What Is a Torn Meniscus?

The meniscus is the piece of cartilage that sits between the shinbone and thigh bone and acts as a shock absorber for the legs. There are two menisci in each knee joint. A meniscus can be torn or damaged during activities that put pressure on the knee joint or involve sudden pivots.

What Causes a Torn Meniscus?

The meniscus usually tears when a person twists their upper leg while the foot is planted and knee bent. Meniscus tears are very common, especially among athletes, but can happen to anyone – sometimes by simply getting up too quickly from a squat.

Symptoms of a Torn Meniscus

A tear in the meniscus is often accompanied by a popping sound around the knee joint. Symptoms of a torn meniscus include:

  • Swelling
  • Pain
  • Feeling a locking or catching sensation in the knee
  • Difficulty moving the knee
  • A slipping or popping sensation
  • Feeling that the knee is unable to support you

Contact your doctor if any of these symptoms persist for more than a few days after the initial injury. Seek immediate medical attention if your knee locks and you’re unable to bend it after straightening it.

How Is a Torn Meniscus Diagnosed?

Diagnosing a torn meniscus will require a physical exam from your doctor. Typically, they’ll examine and test for a range of motion. Some doctors may perform a McMurray test to look for a meniscal tear. A McMurray test involves bending the knee, straightening and rotating it.

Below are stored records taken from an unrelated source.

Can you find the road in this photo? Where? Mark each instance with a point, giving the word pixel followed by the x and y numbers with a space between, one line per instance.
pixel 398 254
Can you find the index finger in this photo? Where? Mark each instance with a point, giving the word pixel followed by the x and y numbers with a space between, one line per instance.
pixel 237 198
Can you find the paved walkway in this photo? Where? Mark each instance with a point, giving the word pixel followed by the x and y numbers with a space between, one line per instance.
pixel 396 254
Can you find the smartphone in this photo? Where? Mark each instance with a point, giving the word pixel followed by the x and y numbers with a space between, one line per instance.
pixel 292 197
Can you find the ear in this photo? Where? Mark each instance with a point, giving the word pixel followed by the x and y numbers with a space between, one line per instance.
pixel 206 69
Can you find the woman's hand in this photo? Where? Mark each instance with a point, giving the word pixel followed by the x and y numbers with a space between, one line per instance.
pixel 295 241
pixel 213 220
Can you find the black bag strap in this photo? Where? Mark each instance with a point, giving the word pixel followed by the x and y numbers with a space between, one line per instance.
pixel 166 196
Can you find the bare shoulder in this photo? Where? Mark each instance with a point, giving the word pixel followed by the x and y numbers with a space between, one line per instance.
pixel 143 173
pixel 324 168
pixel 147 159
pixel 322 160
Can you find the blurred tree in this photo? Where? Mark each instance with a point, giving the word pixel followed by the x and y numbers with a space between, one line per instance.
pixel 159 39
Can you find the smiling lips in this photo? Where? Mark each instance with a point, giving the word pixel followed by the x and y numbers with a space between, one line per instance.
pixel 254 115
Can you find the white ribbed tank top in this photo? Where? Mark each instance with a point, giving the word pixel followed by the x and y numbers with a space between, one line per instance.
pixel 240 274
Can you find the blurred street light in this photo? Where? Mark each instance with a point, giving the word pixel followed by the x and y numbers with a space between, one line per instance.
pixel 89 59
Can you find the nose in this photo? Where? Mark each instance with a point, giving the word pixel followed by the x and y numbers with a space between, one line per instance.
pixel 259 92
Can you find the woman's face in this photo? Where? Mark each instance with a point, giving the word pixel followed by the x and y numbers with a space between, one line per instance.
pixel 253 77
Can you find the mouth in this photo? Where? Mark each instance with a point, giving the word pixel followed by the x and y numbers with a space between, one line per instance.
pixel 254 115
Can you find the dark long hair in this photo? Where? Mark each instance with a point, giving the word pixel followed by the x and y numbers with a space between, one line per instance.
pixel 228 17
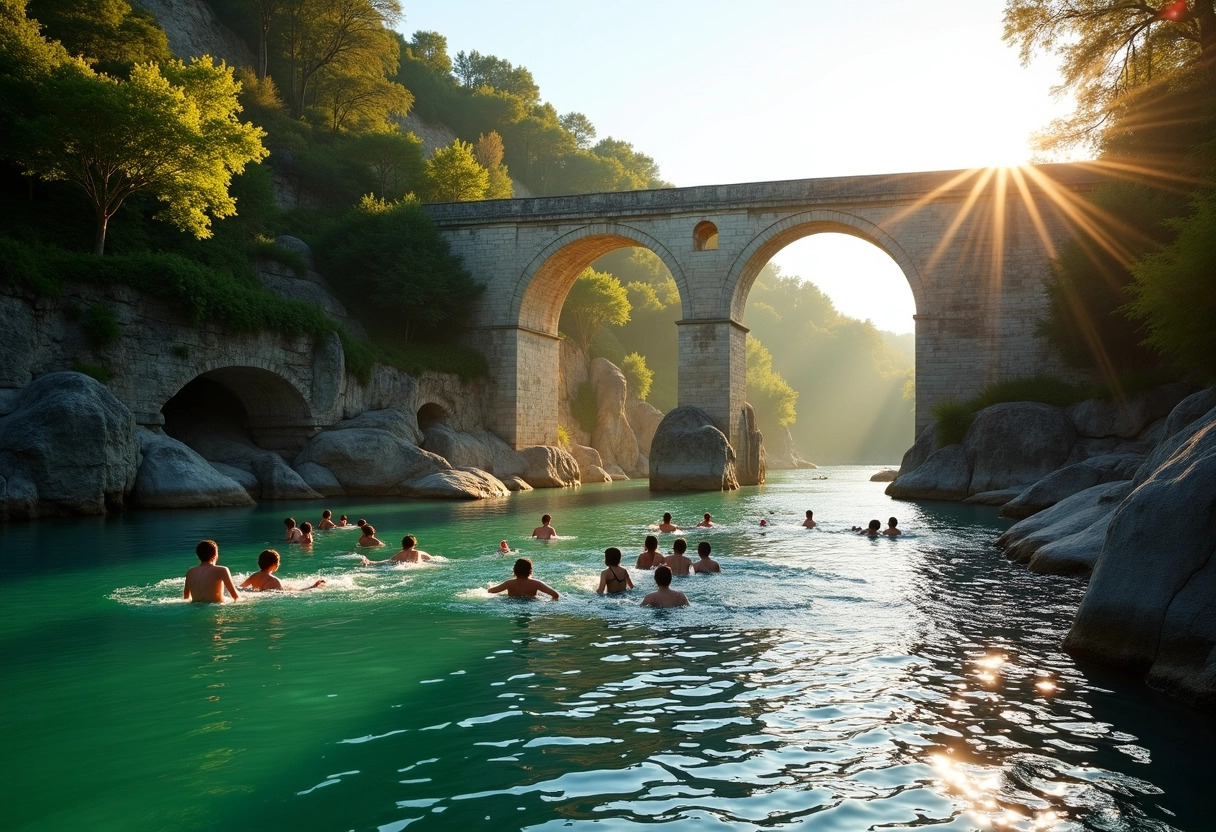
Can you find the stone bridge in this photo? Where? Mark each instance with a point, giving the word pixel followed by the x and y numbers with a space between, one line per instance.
pixel 973 245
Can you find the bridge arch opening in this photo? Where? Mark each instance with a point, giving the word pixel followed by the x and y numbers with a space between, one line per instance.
pixel 849 355
pixel 240 403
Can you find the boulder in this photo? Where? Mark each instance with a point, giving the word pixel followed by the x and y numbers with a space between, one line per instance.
pixel 1069 516
pixel 459 484
pixel 688 454
pixel 943 476
pixel 174 476
pixel 371 461
pixel 1070 479
pixel 1015 444
pixel 72 443
pixel 1149 607
pixel 613 436
pixel 549 467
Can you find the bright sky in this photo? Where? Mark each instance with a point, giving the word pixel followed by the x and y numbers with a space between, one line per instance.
pixel 726 91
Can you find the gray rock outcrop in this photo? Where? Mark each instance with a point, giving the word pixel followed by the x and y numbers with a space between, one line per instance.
pixel 688 454
pixel 67 447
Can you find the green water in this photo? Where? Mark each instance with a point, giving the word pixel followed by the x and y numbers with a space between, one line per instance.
pixel 823 680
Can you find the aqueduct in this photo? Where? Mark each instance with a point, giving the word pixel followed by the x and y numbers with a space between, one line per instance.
pixel 974 246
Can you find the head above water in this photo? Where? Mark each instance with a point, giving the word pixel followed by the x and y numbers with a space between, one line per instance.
pixel 663 575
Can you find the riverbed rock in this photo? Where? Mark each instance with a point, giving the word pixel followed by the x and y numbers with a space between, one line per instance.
pixel 549 467
pixel 688 454
pixel 71 442
pixel 1017 444
pixel 941 476
pixel 174 476
pixel 1070 479
pixel 1149 607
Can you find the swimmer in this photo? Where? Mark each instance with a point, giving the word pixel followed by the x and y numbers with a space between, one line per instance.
pixel 664 596
pixel 326 521
pixel 705 563
pixel 615 578
pixel 523 585
pixel 206 583
pixel 545 532
pixel 677 561
pixel 264 579
pixel 649 556
pixel 369 539
pixel 407 554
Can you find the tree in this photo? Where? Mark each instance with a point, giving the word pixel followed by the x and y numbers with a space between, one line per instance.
pixel 580 127
pixel 454 175
pixel 175 135
pixel 1114 55
pixel 596 299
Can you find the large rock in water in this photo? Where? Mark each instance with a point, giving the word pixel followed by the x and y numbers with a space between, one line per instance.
pixel 174 476
pixel 688 454
pixel 68 447
pixel 1149 606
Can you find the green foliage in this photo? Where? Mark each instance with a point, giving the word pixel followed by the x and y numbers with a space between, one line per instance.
pixel 584 408
pixel 1174 293
pixel 595 301
pixel 99 371
pixel 951 420
pixel 397 273
pixel 637 376
pixel 100 326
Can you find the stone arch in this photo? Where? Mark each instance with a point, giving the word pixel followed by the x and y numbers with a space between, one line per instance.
pixel 545 282
pixel 778 235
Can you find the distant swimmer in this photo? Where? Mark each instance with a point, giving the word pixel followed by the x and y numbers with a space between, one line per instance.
pixel 664 596
pixel 407 554
pixel 369 539
pixel 264 579
pixel 615 578
pixel 649 556
pixel 677 561
pixel 545 532
pixel 705 563
pixel 523 585
pixel 206 583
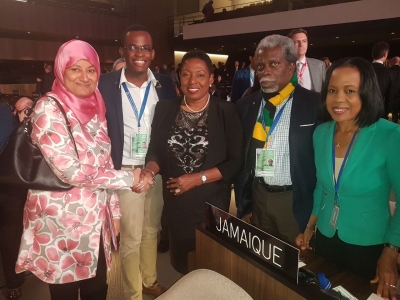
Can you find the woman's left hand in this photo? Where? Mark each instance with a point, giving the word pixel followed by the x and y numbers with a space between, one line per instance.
pixel 184 183
pixel 386 274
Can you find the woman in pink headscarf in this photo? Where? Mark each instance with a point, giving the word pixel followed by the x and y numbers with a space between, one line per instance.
pixel 66 238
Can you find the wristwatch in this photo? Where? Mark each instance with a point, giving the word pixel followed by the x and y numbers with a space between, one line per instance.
pixel 203 177
pixel 393 247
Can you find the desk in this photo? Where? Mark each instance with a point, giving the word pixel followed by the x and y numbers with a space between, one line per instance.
pixel 264 282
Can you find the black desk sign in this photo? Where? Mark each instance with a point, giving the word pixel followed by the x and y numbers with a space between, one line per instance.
pixel 253 242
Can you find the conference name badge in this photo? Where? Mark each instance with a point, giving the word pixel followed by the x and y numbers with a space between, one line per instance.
pixel 265 162
pixel 139 145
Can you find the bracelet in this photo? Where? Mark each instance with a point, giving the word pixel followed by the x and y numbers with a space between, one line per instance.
pixel 393 247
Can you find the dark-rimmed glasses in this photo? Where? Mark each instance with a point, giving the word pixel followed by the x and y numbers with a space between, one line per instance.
pixel 134 48
pixel 27 111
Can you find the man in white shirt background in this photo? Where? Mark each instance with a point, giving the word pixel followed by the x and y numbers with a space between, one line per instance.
pixel 310 71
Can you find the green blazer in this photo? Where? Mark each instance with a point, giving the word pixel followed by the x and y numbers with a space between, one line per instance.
pixel 372 169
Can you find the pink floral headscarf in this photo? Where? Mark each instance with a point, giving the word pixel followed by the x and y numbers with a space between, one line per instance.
pixel 84 108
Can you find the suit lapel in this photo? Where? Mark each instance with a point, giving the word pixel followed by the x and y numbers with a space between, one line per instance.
pixel 116 91
pixel 311 68
pixel 361 144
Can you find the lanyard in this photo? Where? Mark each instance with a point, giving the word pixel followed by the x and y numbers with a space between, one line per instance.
pixel 146 95
pixel 300 74
pixel 251 78
pixel 336 181
pixel 276 119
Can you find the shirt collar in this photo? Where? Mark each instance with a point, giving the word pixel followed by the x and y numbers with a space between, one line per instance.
pixel 150 78
pixel 303 61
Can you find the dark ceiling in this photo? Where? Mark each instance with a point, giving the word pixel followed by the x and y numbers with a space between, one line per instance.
pixel 334 41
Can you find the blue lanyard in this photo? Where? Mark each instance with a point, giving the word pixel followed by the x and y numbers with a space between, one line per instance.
pixel 336 181
pixel 276 119
pixel 146 95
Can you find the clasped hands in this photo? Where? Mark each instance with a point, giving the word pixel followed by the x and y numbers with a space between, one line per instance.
pixel 183 183
pixel 143 179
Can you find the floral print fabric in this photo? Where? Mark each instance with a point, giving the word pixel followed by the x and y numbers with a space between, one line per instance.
pixel 61 237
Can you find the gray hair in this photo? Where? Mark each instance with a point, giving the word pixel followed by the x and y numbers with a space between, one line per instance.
pixel 288 48
pixel 118 61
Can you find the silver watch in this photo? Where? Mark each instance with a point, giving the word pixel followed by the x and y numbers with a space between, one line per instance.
pixel 203 177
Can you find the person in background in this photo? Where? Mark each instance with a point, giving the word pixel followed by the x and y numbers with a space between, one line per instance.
pixel 67 234
pixel 197 147
pixel 118 64
pixel 244 78
pixel 45 82
pixel 208 11
pixel 213 90
pixel 126 93
pixel 359 150
pixel 380 52
pixel 326 61
pixel 11 207
pixel 310 72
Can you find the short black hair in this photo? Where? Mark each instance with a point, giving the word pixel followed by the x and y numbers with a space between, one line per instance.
pixel 296 31
pixel 370 95
pixel 135 27
pixel 379 50
pixel 199 54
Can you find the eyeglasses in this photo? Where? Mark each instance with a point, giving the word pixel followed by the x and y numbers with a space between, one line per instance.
pixel 27 111
pixel 11 107
pixel 134 48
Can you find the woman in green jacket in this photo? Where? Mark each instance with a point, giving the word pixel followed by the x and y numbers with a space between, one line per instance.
pixel 357 161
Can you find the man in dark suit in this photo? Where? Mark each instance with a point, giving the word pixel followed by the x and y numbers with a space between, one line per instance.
pixel 310 71
pixel 380 53
pixel 243 79
pixel 283 113
pixel 130 96
pixel 395 89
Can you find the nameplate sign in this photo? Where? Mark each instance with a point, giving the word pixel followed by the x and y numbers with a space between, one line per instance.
pixel 253 242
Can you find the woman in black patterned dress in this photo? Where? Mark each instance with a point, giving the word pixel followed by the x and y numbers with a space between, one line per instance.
pixel 197 147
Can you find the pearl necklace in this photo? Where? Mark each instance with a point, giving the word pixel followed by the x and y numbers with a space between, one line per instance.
pixel 195 111
pixel 338 144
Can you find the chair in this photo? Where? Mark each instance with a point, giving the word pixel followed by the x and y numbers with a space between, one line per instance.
pixel 205 284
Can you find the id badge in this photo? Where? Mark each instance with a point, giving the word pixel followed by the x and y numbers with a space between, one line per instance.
pixel 265 162
pixel 139 144
pixel 335 215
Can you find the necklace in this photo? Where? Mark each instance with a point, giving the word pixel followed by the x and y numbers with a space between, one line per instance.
pixel 184 100
pixel 338 145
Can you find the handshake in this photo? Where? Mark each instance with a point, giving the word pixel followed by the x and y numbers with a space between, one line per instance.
pixel 143 179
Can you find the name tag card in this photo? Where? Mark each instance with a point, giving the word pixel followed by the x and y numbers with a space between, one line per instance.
pixel 253 242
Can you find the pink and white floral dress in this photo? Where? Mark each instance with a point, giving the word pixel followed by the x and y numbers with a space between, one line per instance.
pixel 61 237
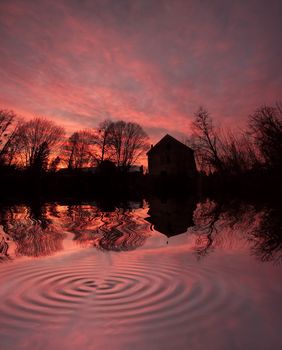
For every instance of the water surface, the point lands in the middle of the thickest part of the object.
(161, 274)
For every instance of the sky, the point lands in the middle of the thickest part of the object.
(153, 62)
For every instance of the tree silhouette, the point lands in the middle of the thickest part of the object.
(78, 151)
(266, 128)
(128, 141)
(37, 138)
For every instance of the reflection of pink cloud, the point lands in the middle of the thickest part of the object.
(79, 64)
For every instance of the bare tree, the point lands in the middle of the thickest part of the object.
(36, 138)
(266, 128)
(128, 142)
(206, 141)
(79, 149)
(102, 140)
(8, 128)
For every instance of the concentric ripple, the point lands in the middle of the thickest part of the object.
(156, 294)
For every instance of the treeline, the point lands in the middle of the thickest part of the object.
(256, 149)
(39, 145)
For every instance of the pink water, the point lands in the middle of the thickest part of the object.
(71, 285)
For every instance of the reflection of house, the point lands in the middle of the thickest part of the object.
(171, 157)
(172, 216)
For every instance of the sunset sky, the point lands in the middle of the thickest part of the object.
(153, 62)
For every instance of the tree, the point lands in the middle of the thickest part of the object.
(8, 128)
(37, 138)
(266, 128)
(102, 139)
(128, 141)
(79, 149)
(206, 141)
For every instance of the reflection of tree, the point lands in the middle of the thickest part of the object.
(3, 249)
(31, 230)
(117, 230)
(267, 237)
(217, 223)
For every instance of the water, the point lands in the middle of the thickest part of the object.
(163, 274)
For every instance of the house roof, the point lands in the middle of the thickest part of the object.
(172, 140)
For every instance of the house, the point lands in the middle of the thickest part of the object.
(171, 157)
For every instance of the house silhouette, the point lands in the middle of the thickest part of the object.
(171, 157)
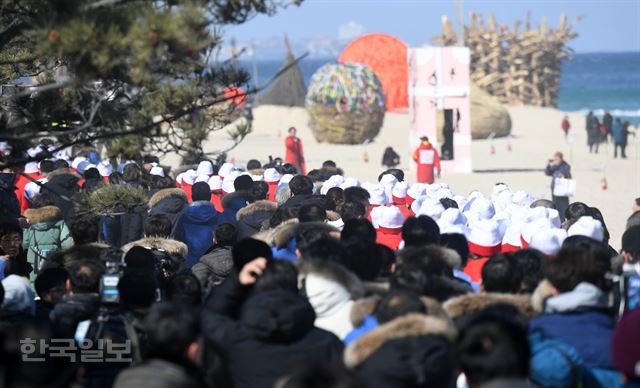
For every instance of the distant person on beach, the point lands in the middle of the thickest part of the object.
(557, 168)
(390, 158)
(566, 125)
(427, 158)
(295, 151)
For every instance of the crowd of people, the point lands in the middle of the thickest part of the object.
(256, 276)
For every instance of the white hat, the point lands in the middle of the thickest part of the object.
(105, 168)
(378, 197)
(388, 217)
(215, 183)
(227, 182)
(205, 168)
(189, 177)
(548, 240)
(430, 207)
(484, 237)
(400, 190)
(271, 175)
(159, 171)
(587, 226)
(31, 167)
(225, 169)
(76, 161)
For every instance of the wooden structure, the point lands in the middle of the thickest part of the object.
(519, 67)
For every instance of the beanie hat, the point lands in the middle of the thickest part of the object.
(225, 169)
(271, 175)
(631, 240)
(625, 345)
(159, 171)
(548, 240)
(201, 192)
(205, 168)
(105, 168)
(484, 238)
(215, 183)
(388, 217)
(587, 226)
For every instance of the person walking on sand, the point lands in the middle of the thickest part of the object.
(557, 168)
(427, 158)
(295, 152)
(566, 125)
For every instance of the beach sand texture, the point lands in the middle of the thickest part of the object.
(536, 135)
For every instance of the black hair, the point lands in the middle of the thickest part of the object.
(312, 212)
(421, 230)
(84, 276)
(502, 273)
(137, 288)
(258, 191)
(532, 262)
(253, 164)
(184, 288)
(247, 250)
(397, 303)
(301, 185)
(49, 279)
(157, 225)
(201, 191)
(225, 235)
(458, 242)
(171, 328)
(580, 259)
(490, 348)
(358, 229)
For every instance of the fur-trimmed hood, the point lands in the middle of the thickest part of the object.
(43, 214)
(171, 246)
(411, 325)
(255, 208)
(167, 193)
(467, 304)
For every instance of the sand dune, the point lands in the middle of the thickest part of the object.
(536, 135)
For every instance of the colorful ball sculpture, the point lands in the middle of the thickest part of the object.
(345, 103)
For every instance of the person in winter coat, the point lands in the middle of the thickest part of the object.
(171, 203)
(557, 168)
(295, 152)
(331, 290)
(575, 305)
(428, 159)
(198, 223)
(47, 233)
(263, 327)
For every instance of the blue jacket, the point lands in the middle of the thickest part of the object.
(196, 228)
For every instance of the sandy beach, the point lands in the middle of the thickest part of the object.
(536, 135)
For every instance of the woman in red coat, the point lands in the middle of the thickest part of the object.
(295, 152)
(427, 158)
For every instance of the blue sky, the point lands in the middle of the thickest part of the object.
(325, 26)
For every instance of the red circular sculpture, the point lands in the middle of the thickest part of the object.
(387, 57)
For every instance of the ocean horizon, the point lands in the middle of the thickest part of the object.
(598, 82)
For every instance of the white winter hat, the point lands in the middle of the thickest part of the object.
(225, 169)
(205, 168)
(484, 237)
(105, 168)
(189, 177)
(271, 175)
(378, 197)
(589, 227)
(31, 167)
(388, 217)
(548, 241)
(159, 171)
(215, 183)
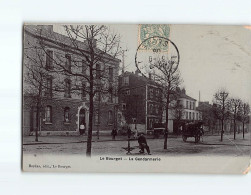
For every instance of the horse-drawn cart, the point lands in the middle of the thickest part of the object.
(193, 130)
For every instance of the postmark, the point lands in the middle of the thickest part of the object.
(153, 30)
(158, 53)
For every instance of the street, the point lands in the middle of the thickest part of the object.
(209, 145)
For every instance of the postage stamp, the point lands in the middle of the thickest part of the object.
(146, 31)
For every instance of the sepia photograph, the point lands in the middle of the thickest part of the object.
(103, 92)
(125, 97)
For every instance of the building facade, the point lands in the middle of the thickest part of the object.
(182, 111)
(140, 101)
(61, 112)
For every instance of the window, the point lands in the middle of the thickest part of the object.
(150, 124)
(127, 92)
(110, 74)
(125, 81)
(110, 118)
(123, 106)
(111, 94)
(67, 88)
(48, 114)
(156, 109)
(151, 93)
(157, 93)
(150, 109)
(98, 71)
(83, 92)
(68, 62)
(119, 118)
(49, 87)
(49, 59)
(96, 117)
(84, 67)
(67, 114)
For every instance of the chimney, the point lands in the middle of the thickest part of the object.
(150, 76)
(137, 72)
(94, 42)
(48, 28)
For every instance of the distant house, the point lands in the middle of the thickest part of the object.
(187, 112)
(140, 100)
(63, 112)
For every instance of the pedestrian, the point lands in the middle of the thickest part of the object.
(136, 134)
(114, 133)
(82, 128)
(143, 144)
(129, 132)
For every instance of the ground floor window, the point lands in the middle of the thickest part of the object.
(67, 114)
(110, 118)
(48, 117)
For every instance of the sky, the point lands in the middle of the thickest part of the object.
(211, 57)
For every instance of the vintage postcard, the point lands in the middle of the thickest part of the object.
(147, 98)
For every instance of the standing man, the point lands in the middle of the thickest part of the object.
(114, 133)
(82, 128)
(143, 144)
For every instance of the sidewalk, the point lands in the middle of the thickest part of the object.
(30, 140)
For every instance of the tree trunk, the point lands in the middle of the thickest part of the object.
(222, 130)
(166, 130)
(243, 127)
(89, 137)
(234, 129)
(37, 122)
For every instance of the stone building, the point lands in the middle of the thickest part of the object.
(140, 101)
(63, 111)
(187, 112)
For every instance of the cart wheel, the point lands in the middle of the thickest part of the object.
(197, 139)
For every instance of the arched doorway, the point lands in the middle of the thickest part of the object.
(82, 123)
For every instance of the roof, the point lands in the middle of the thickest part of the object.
(140, 77)
(182, 95)
(50, 35)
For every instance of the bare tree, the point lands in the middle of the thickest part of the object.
(88, 65)
(168, 76)
(37, 79)
(234, 107)
(244, 115)
(177, 111)
(221, 111)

If your doctor suspects a torn meniscus after a physical exam, they will likely order imaging exams to confirm the tear, such as:

  • An MRI
  • Ultrasound
  • X-ray
  • Arthroscopy

What Is the Treatment for a Torn Meniscus?

Once a meniscal tear has been diagnosed, your doctor may recommend conservative, non-surgical approaches to treat it. One way to do this is by way of the R.I.C.E. method:

  • Rest your knee and avoid putting weight on it
  • Ice every three to four hours every 30 minutes
  • Compress or wrap the knee to reduce inflammation
  • Elevate the knee

Taking an over-the-counter medication can also help reduce the pain and swelling. Physical therapy may also be recommended to strengthen the surrounding muscles, increase knee mobility and stability and reduce pain.

Meniscus Surgery

If the knee isn’t responding to self-care methods, your doctor may recommend arthroscopic surgery. This type of surgery is minimally invasive and requires an arthroscope to be inserted into the knee joint through a small incision. This will allow the surgeon to see inside your joint and use small surgical instruments to repair the tear.

Meniscus surgery has a very high success rate and surgery typically only lasts an hour. Recovery from meniscus surgery takes about two weeks and frequent physical therapy to get you back to normal activity.